By bne IntelliNews November 26, 2010

Jan Schildbach of DB Research -

The reasons for the current problems of some Eurozone sovereigns on the capital markets differ from country to country. In the case of Greece, it was mainly a persistently unsound fiscal policy that led to a loss of confidence among investors, while in Ireland this was primarily due to a credit bubble which had inflated the size of the financial sector.

In times of tight markets, in particular, attention should be paid not only to the common characteristics of the individual economies and banking sectors in focus, but also to their differences. The new DB Research Interactive map of European banking markets helps with this differentiation. It shows, among other things, the size and growth of the financial sector in each of the 27 EU countries over the past few years. It becomes apparent that the problems faced by Greece and Ireland (or Portugal, for that matter) differ in nature and cannot be traced back to the banking sector in every case. Lending to private companies in Greece, at a mean growth rate of 10.6% per year, was expansive in the run-up to the crisis, yet not much more than in the euro area as a whole (+8.2%). In Ireland, on the other hand, loan volumes increased by more than 26% on average every year between 2002 and 2007, not least because of the booming construction industry. Nominal corporate debt tripled in less than five years - definitely a clear indicator of unsustainable, excessive credit growth. In Portugal, finally, there was no sign of a lending bubble at all, with loans outstanding advancing by only a moderate 6% per year on average.

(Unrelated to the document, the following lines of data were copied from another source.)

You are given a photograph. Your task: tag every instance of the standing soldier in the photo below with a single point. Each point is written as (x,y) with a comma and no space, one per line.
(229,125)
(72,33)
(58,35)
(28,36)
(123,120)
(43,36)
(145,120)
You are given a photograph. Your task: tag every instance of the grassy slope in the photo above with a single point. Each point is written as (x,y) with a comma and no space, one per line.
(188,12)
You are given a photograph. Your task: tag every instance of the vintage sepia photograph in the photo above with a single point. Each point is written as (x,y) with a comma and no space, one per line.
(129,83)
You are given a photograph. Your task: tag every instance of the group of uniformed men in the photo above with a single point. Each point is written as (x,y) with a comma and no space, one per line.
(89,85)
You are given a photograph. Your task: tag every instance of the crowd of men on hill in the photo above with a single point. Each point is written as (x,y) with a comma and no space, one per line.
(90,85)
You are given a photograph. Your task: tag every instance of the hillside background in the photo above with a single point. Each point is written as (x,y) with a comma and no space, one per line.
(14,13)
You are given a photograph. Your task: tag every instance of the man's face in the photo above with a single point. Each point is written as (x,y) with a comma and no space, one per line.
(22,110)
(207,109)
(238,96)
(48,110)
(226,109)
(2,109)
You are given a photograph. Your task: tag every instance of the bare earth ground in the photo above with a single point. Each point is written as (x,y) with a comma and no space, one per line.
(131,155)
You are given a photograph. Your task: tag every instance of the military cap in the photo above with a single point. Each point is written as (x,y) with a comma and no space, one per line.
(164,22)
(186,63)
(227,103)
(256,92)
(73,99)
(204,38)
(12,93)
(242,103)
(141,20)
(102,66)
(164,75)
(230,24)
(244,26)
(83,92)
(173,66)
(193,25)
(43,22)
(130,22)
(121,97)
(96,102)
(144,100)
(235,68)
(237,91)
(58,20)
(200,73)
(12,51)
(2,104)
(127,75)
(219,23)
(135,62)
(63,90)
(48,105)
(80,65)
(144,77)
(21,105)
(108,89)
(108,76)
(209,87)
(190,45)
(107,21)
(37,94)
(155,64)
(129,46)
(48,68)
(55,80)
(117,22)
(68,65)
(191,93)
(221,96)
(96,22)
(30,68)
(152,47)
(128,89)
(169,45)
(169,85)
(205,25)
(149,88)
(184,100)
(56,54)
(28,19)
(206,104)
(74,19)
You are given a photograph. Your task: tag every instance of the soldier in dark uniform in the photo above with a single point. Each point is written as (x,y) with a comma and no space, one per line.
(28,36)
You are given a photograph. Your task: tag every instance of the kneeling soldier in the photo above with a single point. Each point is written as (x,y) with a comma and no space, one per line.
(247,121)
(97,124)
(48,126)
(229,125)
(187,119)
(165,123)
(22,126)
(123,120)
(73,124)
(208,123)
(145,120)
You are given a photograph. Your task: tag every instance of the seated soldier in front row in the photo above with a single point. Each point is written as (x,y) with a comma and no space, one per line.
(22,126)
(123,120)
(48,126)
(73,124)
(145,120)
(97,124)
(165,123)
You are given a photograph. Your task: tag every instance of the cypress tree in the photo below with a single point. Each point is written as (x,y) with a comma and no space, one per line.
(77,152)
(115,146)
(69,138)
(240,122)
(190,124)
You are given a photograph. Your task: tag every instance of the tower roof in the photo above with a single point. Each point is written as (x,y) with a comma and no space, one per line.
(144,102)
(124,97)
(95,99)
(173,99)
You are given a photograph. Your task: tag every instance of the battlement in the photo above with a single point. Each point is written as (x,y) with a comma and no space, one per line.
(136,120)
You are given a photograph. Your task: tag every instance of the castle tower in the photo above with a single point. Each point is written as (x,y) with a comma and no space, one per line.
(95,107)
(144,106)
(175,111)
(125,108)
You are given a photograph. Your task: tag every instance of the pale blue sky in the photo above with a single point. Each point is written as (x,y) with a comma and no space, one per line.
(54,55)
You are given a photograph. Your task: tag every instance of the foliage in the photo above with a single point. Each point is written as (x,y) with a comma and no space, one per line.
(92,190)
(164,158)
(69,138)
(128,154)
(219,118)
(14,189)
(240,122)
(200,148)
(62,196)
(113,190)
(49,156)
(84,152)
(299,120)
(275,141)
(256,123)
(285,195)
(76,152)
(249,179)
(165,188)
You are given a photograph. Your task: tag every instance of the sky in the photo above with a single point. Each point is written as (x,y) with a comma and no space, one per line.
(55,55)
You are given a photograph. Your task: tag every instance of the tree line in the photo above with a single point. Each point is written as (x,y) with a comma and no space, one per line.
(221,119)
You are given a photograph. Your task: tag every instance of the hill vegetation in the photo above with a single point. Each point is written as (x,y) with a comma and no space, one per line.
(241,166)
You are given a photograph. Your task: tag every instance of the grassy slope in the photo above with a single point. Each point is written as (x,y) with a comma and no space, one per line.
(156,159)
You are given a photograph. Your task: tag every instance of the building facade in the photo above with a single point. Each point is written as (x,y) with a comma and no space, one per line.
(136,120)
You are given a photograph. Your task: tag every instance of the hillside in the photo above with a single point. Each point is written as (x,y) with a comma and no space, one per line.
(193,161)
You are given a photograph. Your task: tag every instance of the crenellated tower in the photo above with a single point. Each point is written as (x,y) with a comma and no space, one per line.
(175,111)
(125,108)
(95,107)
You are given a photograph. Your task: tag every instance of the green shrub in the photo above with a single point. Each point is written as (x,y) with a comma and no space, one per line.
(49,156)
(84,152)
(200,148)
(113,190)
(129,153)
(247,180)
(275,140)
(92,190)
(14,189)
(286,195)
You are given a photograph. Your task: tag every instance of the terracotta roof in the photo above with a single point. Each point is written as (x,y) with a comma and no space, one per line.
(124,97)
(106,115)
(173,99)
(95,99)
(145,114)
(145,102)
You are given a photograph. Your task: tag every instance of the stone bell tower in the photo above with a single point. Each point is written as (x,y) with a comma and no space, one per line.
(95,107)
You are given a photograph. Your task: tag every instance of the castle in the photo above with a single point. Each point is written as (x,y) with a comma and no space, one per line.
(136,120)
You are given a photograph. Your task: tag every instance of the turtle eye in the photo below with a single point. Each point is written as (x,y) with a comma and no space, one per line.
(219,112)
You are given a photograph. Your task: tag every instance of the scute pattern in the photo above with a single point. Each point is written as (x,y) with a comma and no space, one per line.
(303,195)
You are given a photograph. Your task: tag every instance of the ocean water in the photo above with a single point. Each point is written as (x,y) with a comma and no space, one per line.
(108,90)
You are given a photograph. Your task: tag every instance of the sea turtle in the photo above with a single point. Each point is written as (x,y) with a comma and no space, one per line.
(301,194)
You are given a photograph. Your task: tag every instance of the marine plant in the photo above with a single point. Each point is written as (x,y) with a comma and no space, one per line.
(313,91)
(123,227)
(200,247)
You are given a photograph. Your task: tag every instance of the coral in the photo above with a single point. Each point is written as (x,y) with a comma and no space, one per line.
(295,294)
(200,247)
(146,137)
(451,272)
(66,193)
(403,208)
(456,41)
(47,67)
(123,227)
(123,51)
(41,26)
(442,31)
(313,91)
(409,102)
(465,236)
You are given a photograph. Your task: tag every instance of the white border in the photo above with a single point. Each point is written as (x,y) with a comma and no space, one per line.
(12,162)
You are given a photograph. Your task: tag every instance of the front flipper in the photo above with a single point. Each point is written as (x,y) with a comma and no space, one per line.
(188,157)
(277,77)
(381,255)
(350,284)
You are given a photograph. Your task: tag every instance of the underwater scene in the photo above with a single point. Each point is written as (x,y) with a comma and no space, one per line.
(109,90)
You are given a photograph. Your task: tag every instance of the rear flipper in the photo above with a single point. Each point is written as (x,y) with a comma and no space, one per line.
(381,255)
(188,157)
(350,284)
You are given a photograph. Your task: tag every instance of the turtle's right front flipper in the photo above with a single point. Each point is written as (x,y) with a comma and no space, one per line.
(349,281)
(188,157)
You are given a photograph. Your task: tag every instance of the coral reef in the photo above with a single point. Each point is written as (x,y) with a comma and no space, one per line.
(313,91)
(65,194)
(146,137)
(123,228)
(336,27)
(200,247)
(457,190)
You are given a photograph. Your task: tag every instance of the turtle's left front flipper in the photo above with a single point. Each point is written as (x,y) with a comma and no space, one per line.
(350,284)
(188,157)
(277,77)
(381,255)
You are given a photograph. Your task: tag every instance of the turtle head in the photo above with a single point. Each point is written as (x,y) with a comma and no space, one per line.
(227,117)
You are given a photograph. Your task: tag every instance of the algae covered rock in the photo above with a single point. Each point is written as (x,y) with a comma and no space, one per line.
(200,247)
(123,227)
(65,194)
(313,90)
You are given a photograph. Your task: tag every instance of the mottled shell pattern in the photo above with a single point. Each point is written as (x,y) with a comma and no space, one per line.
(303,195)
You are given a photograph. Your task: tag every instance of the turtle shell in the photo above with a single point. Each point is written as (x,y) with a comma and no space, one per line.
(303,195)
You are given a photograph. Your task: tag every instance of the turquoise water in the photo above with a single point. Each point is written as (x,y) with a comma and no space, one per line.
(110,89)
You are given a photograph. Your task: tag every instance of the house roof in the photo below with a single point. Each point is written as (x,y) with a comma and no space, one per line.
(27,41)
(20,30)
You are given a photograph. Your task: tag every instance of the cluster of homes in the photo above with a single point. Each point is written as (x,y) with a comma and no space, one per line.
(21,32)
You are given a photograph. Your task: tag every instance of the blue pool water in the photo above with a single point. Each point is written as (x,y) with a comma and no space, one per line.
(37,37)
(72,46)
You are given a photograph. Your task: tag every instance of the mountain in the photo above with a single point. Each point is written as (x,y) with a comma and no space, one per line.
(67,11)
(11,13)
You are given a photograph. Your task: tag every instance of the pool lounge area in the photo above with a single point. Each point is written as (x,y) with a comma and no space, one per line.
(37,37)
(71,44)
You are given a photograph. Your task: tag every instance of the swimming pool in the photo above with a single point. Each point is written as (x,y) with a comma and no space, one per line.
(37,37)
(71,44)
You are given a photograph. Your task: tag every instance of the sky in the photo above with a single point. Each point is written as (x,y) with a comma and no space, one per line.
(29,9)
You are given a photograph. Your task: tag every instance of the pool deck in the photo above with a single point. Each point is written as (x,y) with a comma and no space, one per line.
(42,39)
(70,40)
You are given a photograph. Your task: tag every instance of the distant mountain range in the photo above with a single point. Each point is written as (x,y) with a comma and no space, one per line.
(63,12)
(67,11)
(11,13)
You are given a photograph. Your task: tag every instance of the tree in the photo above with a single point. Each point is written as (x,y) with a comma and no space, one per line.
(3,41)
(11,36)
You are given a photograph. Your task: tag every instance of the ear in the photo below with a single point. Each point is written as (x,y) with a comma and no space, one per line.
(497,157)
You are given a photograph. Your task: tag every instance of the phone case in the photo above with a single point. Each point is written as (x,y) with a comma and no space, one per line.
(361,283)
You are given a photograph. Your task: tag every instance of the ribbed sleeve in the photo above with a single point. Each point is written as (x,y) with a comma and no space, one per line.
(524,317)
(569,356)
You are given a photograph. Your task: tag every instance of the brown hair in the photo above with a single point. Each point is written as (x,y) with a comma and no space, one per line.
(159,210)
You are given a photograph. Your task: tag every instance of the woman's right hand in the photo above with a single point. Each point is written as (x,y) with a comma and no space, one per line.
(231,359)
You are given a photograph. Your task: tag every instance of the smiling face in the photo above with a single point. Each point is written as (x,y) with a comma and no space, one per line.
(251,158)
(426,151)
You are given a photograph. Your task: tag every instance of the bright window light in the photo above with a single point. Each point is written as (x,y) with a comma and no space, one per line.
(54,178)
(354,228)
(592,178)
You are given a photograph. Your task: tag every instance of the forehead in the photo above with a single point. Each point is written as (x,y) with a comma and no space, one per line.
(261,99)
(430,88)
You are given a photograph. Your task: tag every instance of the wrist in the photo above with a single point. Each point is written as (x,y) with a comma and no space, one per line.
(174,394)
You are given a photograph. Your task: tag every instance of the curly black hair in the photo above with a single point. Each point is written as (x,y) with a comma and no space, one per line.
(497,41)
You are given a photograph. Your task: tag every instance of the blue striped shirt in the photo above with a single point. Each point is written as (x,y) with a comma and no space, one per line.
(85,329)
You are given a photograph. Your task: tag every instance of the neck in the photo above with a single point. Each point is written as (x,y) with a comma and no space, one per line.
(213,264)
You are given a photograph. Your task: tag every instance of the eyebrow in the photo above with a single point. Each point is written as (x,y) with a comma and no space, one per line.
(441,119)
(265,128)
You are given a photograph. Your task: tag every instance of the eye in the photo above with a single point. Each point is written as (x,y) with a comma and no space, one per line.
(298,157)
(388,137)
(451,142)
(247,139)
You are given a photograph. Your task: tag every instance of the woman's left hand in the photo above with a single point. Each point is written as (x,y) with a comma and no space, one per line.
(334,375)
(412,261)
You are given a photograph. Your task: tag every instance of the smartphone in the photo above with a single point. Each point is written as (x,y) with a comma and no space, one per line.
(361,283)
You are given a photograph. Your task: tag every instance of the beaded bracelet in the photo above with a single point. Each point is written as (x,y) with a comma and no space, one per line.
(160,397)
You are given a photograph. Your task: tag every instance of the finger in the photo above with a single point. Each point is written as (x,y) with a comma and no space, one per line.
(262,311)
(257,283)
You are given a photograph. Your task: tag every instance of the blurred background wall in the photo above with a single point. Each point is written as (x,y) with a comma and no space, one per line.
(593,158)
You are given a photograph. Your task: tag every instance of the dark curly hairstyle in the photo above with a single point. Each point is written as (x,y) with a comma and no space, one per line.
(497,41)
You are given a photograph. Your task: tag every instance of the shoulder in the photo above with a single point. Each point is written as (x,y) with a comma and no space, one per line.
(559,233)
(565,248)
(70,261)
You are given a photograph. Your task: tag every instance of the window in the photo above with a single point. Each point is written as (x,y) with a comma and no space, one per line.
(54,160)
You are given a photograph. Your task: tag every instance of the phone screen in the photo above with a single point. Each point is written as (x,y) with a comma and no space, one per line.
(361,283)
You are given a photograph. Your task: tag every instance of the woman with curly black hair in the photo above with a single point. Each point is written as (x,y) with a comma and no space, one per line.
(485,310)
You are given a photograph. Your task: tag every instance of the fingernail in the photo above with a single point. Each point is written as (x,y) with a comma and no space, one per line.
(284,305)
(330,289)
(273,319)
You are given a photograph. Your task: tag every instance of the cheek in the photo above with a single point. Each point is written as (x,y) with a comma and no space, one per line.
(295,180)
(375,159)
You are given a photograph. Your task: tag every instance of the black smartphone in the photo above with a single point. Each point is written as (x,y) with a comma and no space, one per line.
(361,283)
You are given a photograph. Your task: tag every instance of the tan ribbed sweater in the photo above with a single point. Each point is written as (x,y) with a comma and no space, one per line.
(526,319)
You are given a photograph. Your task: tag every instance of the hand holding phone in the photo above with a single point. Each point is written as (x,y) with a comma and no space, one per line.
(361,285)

At second glance, lending to private households confirms the general impression: Irish household credit growth, which averaged 21% a year from 2002 to 2007, was clearly unsustainable and mostly used to finance continuously rising housing costs as more homes were built and real estate prices increased. By contrast, the Portuguese figure of 8.9% remained close to that for the Eurozone as a whole. Credit volumes in Greece tripled over the same period of time (+24% a year) - also an unhealthy development, though from a significantly lower starting level than in Ireland: household debt in Greece doubled from 27% to 56% of disposable income, while it galloped from 92% to 166% in Ireland. As a result, Irish borrowers were much more vulnerable than Greek debtors to a correction in the housing market and the consequences of the recession that followed the financial crisis.

Steep bank

Two additional factors made the crisis especially painful for the Irish banks and ultimately Irish citizens. First, Ireland's financial institutions were used to only low credit losses until 2007 - with the effect that both operating margins and reserves for irrecoverable claims were lower than in Greece. Second, the Irish banking sector had grown so strongly that its stabilisation was bound to represent a major challenge for an economy of Ireland's size. With a doubling of its banking assets by 2007 from an already high level in 2002 (360% of GDP), Ireland dwarfed most other EU member states - and particularly Greece where the financial sector expanded quite moderately and also stayed considerably smaller than in almost all other EU-15 countries, relative to GDP.

Overall, it was mainly country-specific reasons that triggered the deterioration of the situation. In Ireland the oversized post-bubble financial sector got the sovereign into difficulties - aggravated by insufficient banking regulation and supervision and driven by an interest-rate level that was too low for Ireland as well as by overly optimistic private borrowers. On the other hand, there was no bloated banking industry in Greece and even less so in Portugal. In these two countries it was primarily fiscal policies - which were already unsound before the crisis - that led to a massive loss of confidence on the capital markets in the current recessionary times.